The graph above shows the weekly fraction of demand that was met by ‘Other’. Levels of ‘Other’ were essentially zero for almost seven months from September to late March. However, by late April, the simulation started to become more ‘interesting’.For countries without hydro, the results of this simulation for Australia suggest that to cover winter demand, "other" (natural gas, for now; SNG later) would need to be ±15% of the generation mix. Of course, this would only be for part of the year. The average over the year would still be modest, so even if we have to use gas, we would still cut emissions substantially. But the simulation highlights the need for gas peaking/back-up. If we use surplus green electricity to create synthetic natural gas (SNG) then we could in principle run a 100% green grid.
Most weeks from late April through to the present required some levels of ‘Other’, due to the inability of wind, solar, storage and hydro to entirely meet demand throughout the week. The week starting on June 29 proved to be the most difficult week of the simulation, with ‘Other’ having to provide 8.1% of demand that week.
The graph illustrates clearly that late autumn and winter will prove to be the most challenging periods for a mostly renewable grid in Australia. Solar generation in late June and early August can often be as low half the annual average.
And while wind tends to be above average during winter, there are often stretches of two or three days in a row that have significantly below average wind. This can leave a significant shortfall in generation that cannot be entirely filled by existing hydro.

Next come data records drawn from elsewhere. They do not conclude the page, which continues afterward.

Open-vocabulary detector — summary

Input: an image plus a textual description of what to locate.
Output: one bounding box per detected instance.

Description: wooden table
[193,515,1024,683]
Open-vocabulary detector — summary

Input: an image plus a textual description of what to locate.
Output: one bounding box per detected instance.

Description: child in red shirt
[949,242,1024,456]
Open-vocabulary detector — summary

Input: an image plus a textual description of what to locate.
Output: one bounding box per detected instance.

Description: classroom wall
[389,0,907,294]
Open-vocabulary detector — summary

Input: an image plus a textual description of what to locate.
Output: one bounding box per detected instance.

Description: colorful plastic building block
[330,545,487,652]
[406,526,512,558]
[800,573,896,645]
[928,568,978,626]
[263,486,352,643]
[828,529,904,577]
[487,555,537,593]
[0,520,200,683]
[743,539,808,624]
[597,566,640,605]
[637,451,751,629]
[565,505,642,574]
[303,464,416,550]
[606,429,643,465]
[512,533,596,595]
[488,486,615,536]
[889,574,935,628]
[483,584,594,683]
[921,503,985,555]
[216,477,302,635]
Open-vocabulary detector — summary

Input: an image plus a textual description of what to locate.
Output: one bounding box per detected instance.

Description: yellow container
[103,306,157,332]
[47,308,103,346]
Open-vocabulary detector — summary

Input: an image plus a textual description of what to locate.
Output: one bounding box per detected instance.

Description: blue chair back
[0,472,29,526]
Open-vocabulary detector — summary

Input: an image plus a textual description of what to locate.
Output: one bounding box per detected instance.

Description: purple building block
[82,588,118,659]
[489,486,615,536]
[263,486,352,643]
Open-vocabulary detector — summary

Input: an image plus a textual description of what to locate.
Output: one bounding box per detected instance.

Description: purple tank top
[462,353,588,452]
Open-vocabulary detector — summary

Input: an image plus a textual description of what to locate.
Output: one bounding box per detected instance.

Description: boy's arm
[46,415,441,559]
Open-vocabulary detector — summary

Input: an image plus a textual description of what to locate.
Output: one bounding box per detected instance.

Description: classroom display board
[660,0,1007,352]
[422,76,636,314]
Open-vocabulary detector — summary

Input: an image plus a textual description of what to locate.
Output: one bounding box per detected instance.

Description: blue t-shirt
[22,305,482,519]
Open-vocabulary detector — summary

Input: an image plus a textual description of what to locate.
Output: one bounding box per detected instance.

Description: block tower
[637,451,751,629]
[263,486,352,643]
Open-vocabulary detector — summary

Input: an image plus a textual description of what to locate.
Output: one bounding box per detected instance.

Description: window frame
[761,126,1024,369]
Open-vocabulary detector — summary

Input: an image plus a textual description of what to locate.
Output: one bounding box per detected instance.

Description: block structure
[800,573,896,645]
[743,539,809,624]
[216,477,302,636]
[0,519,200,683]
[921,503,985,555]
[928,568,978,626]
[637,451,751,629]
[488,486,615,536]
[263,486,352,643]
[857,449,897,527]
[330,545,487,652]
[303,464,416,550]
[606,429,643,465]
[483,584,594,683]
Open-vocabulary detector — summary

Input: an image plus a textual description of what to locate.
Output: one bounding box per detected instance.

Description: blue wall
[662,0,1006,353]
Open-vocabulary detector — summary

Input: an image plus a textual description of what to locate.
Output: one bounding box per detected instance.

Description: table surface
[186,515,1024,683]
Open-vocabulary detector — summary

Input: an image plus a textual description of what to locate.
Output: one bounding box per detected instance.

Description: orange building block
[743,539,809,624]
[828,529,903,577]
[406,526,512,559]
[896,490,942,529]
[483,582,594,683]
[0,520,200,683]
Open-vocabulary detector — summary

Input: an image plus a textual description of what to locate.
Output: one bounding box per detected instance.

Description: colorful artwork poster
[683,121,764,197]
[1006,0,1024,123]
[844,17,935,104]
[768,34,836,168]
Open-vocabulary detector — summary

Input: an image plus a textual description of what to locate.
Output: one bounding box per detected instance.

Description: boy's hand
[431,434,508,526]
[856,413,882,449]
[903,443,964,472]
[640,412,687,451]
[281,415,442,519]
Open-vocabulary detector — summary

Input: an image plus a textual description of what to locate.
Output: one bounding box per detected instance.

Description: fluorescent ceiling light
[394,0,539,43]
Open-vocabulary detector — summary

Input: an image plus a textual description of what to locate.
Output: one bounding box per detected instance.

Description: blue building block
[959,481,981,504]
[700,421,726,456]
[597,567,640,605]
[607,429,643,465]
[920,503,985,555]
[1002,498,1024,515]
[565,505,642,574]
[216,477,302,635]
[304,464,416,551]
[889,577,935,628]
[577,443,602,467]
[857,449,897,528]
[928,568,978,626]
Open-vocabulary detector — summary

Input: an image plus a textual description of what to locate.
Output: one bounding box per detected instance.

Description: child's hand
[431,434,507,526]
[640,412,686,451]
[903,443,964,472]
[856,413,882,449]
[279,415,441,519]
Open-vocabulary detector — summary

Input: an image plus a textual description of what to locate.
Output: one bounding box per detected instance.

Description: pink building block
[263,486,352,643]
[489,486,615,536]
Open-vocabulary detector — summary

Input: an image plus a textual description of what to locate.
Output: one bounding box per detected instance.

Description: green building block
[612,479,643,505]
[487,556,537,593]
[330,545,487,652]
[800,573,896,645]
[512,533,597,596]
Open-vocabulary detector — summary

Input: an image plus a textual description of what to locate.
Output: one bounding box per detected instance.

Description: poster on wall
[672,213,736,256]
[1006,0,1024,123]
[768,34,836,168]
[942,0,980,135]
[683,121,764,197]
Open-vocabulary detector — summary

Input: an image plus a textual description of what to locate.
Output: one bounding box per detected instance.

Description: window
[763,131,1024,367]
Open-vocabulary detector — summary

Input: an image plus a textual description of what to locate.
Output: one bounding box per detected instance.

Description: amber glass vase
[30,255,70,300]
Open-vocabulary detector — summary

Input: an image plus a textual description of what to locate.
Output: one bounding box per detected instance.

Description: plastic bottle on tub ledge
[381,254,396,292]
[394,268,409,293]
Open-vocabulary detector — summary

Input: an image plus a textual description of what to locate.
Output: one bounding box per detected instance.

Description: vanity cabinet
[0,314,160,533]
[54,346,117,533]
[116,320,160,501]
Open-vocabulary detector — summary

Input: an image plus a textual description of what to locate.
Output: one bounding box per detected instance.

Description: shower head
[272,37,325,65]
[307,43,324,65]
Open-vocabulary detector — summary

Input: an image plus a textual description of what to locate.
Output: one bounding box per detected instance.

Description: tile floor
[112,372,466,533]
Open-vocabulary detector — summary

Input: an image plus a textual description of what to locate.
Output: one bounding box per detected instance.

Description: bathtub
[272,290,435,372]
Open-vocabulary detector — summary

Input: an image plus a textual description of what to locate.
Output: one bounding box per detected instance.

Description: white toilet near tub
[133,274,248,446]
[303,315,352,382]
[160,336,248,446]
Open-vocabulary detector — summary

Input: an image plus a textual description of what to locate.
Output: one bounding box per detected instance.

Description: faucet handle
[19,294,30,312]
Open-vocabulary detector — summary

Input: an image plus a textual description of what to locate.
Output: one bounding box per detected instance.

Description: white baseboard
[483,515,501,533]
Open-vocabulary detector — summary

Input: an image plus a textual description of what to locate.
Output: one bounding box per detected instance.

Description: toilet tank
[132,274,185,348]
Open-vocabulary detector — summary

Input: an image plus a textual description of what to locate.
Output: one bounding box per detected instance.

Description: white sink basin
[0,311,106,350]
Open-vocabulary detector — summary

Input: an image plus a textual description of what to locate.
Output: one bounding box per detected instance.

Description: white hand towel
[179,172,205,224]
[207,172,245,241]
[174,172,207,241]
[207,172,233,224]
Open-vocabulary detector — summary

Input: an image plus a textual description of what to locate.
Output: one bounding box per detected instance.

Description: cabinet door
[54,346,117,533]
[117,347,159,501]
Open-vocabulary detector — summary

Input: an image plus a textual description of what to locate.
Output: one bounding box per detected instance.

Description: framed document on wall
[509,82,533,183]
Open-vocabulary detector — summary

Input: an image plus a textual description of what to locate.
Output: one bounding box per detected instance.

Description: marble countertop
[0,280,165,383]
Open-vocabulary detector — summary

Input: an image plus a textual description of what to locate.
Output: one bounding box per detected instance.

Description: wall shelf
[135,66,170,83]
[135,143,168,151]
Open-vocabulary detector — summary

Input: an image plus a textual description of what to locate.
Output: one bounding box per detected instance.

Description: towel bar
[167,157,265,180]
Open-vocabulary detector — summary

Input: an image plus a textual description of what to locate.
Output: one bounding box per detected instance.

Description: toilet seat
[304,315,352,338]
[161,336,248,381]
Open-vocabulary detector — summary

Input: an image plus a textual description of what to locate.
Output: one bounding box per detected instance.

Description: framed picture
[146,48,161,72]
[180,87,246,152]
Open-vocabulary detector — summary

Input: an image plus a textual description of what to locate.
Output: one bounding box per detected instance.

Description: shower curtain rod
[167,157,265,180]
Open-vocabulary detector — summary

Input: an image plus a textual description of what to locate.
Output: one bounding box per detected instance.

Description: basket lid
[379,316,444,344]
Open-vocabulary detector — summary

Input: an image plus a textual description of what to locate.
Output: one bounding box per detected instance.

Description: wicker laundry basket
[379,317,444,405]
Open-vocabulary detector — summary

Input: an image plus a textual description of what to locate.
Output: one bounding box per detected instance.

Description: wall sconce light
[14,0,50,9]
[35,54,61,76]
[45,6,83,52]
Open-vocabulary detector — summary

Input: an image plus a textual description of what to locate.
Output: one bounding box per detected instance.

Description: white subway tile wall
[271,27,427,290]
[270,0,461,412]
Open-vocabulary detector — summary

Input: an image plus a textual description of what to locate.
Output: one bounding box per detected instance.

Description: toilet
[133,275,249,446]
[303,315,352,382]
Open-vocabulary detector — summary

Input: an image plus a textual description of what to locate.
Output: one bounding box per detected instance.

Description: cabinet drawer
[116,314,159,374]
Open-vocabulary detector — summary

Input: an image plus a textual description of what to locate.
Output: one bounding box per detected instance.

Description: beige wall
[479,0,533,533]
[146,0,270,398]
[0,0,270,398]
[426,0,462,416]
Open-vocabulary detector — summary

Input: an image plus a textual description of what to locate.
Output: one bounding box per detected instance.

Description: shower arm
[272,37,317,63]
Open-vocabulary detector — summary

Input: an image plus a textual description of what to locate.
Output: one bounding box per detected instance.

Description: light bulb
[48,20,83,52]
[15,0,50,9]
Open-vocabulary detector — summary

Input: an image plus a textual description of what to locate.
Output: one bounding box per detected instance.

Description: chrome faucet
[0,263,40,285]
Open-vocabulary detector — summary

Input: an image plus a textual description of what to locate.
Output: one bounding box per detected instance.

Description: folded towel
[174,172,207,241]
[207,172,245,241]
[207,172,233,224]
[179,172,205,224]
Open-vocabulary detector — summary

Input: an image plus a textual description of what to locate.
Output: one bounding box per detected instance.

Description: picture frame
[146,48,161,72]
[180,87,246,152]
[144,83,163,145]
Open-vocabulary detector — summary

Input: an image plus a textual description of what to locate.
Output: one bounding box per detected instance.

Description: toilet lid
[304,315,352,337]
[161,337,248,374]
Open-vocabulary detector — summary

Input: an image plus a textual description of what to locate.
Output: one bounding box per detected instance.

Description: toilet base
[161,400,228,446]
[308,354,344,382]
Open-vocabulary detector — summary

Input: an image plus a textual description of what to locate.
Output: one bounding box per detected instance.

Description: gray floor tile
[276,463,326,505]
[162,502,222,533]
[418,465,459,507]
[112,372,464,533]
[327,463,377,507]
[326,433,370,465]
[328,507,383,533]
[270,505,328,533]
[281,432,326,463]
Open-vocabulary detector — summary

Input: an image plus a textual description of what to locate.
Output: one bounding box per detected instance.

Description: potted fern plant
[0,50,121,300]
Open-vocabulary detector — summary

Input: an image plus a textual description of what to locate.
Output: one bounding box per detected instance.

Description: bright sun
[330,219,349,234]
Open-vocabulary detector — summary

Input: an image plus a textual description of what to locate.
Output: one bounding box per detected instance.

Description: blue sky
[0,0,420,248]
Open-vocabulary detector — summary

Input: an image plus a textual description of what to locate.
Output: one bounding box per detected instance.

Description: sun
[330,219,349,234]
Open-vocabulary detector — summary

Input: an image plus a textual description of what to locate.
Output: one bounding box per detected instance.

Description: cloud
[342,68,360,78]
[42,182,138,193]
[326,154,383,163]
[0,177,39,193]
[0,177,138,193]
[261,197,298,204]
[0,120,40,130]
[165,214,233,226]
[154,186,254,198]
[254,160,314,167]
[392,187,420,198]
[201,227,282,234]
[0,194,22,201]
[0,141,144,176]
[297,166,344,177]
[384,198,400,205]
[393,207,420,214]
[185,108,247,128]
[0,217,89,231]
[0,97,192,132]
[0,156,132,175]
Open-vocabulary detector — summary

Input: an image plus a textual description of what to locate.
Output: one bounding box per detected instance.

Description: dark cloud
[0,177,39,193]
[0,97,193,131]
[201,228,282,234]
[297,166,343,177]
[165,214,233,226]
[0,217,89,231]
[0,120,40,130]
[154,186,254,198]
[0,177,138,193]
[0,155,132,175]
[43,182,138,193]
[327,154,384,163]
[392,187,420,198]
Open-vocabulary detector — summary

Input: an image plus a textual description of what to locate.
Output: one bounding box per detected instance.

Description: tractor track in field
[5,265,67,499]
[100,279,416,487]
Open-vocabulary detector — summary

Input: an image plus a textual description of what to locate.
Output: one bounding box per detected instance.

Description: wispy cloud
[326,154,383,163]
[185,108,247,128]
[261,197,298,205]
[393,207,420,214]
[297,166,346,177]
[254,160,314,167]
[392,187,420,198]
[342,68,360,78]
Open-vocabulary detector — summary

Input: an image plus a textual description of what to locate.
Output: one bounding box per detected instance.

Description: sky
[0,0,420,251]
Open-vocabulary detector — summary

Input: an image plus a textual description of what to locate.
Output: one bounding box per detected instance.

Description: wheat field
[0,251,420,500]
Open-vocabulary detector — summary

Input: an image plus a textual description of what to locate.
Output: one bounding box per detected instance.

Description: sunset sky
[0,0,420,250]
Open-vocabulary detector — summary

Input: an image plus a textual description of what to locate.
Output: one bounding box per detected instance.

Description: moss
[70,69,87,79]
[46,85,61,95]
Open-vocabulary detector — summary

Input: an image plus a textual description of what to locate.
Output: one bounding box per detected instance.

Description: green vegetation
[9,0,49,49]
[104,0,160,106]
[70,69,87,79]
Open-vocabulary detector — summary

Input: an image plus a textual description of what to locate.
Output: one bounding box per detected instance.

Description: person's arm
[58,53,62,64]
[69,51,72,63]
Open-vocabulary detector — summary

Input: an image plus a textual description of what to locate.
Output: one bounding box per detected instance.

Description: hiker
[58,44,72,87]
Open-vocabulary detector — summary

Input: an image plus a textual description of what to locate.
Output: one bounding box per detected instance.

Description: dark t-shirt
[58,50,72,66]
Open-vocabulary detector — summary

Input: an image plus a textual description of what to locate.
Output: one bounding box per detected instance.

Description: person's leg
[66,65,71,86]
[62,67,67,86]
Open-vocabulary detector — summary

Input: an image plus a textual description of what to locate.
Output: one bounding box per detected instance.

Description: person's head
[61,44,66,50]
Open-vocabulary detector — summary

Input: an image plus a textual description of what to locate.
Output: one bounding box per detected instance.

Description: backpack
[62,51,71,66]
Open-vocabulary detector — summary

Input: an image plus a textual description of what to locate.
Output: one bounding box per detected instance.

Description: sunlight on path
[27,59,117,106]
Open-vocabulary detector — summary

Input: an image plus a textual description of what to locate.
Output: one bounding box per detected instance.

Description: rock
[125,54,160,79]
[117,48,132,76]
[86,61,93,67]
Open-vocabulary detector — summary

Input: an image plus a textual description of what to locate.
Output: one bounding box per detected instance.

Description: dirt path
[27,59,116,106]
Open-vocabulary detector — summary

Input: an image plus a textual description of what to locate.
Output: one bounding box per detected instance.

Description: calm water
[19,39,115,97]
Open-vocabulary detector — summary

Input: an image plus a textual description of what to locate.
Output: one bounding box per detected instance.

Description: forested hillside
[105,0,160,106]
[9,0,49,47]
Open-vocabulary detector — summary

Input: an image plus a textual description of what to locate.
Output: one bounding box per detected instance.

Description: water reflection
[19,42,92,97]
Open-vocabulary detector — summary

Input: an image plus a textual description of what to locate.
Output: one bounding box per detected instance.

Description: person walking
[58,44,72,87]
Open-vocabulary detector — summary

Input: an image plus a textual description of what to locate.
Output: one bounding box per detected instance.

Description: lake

The challenge of matching supply and demand during winter will be even more difficult as we start to electrify much more of the gas heating that is present in the southern states, particularly Victoria. Doing so will elevate winter demand much more than summer demand.
It is important to note that wind in Queensland is not well correlated with wind in the southern states. That means that when it is calm in South Australia, Victoria, Tasmania and NSW, it is often windier than average in Queensland. For this reason, it is unfortunate that wind only makes up 3% of Queensland demand, or about one-quarter of the NEM average of 12%.
More wind in QLD will greatly help to improve the geographic diversity of renewable generation, making it easier to match supply and demand over the year. However, it will not completely solve the problem. There will remain many days with poor renewable supply in both the southern states and in Queensland. Increases in Queensland wind generation will make it easier to get closer to 100% renewable electricity, but is unlikely to significantly reduce the peak requirements of ‘Other’.
It is interesting to note that the ISP is predicting that approximately 9GW of peaking gas or liquids will need to be retained in the NEM’s generation mix out to 2050. This is more than the 6.6GW required so far in this study.
However, the ISP is a much more sophisticated model than the simulation I have done here, with increased demand due to increased electrification. It has modelled many years of generation, ensuring that supply stays secure and reliable. It is quite likely that some winters may prove more challenging in a high renewable world than the winter of 2022 simulated here.